Information provided by the Bureau of Land Management
The Bureau of Land Management has completed repairs to Clear Creek Road in the Serpentine Area of Critical Environmental Concern allowing visitors to receive permits online and enter the area in San Benito County. The full order rescinding the closure can be found on the website.
“We are excited to welcome the public back to the area for the first time in 2023 and remind visitors to recreate responsibly by staying on designated routes and by practicing leave no trace ethics on public lands,” said Central Coast Field Manager Zachary Ormsby.
Crews completed repairs to culverts and stream crossings on Clear Creek Road and maintenance work along the entire public touring route network in the Serpentine Area of Critical Environmental Concern; they also repaired the many stream crossings and culverts that were washed away during the winter storms. The completed work included a complete regrading of the total length of Clear Creek Road, which had experienced significant erosion from Clear Creek overflowing and washing out the road surface. Crews also surveyed the entire public route network and completed repairs and regrading, where needed.
Visitors can go online to recreation.gov to access permits for entering the Clear Creek Management Area and the Serpentine Area of Critical Environmental Concern. All visitors are required to have their own permit, regardless of age, and the permit must be always in the holder’s name and on them. Please note some visitors will need multiple permits to access areas within the Clear Creek Management Area. An individual is allowed a total of five permits per calendar year.
The Serpentine Area of Critical Environmental Concern permit is free, available for advanced reservations and allows the visitor access to the Serpentine Area of Critical Environmental Concern within the Clear Creek Management Area for the duration of one day.
Recreate Responsibly and Pack It In – Pack It Out: Practice Leave No Trace ethics, while recreating on public lands by packing out all your trash. Illegal dumping of waste is a public safety hazard and dangerous to wildlife.
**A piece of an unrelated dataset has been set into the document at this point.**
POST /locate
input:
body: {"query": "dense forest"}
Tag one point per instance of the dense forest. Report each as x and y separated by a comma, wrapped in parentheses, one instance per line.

Clear Creek Management Area encompasses approximately 75,000 acres, of which 63,000 acres are public lands managed by the Central Coast Field Office. Topography is rugged with elevations ranging from 2,600 feet at Oak Flat Campground to 5,241 feet on San Benito Mountain. Recreational opportunities include hunting, camping, hobby gem/mineral collecting, mountain biking, horseback riding, hiking/backpacking, and sightseeing. There are two developed campgrounds in the Clear Creek Management Area, Oak Flat and Jade Mill, both with picnic tables, shade structures, fire rings, and vault toilets.